I have been using Windows voice recognition with Windows 7 (given to me on a laptop by Yale, how nice) to copy research materials from paper copy into the computer. It's quite excellent but still erratic, maybe because the mike I'm using is an old VX1 that came with Dragon Naturally Speaking (version about 2) a long time ago. Still faster (for me) than typing -- since I can't look at the page I'm transcribing at the same time as I type (I'm a terrible typist) and between reading, switching focus to keyboard, forgetting what I read, switching back, remembering, typing, typing almost correct but in fact misremembered words, etc., etc., the VR is great.
But I have discovered a new use for the technology.

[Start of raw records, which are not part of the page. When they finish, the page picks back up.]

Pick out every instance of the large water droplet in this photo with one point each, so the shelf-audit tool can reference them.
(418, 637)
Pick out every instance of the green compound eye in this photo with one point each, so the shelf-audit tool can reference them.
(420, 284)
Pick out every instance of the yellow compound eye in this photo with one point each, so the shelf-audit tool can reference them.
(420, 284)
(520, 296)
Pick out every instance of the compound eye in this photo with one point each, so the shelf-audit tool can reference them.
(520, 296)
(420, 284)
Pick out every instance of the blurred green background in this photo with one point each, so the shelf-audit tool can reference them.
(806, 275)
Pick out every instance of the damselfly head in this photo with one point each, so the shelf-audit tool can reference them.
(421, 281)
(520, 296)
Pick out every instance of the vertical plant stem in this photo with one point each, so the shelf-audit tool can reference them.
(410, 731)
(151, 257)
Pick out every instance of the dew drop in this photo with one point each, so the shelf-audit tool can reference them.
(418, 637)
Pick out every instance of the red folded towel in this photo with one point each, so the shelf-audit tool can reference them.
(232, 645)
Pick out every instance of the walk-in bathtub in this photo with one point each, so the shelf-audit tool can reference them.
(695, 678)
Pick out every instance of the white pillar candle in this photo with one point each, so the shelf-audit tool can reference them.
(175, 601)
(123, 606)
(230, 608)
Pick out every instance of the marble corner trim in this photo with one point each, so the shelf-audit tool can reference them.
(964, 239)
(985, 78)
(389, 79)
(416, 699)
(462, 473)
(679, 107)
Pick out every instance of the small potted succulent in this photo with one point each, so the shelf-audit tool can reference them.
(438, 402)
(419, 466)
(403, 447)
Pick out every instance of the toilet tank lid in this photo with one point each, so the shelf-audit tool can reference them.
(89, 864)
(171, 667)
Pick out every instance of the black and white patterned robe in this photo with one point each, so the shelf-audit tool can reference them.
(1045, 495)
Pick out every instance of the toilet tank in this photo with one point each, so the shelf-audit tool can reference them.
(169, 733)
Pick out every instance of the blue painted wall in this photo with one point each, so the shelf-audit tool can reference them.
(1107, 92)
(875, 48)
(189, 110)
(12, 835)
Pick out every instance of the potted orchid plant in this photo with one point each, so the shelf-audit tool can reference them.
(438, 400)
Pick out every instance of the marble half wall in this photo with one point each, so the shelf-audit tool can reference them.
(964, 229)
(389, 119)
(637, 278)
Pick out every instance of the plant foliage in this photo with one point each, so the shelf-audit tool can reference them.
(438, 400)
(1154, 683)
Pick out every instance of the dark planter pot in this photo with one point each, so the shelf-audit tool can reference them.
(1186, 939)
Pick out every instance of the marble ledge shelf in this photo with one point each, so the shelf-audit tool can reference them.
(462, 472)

I find that if you leave it on, with the microphone sitting on the desk, and do things like answer the phone, speak to someone at the door, root in a drawer, mutter imprecations under the breath, whistle-hum themes from Beethoven's 3rd, flush the toilet, climb stairs into the attic to look for something not there, the VR program will keep on listening, trying to make words of what it hears. It never types non-words, of course; all it knows are words. And I think the program has becomesophisticated enough to guess at grammatical strings -- it will guess a verb after a noun rather than another noun, etc.
Which means that it can form a sort of Delphic function, sorting through or distilling from your life actions, producing ambiguous messages for you to interpret. It has the chance function of I Ching, the mystic-utterance quality of prophecy, the secret-life-revealed quality of Tarot. Just leave it on all day (don't look!) and check in to see what you can learn, or seem to learn, or convince yourself you may or might have learned. This could be big: the transcription of non-verbal life into words without intermediary.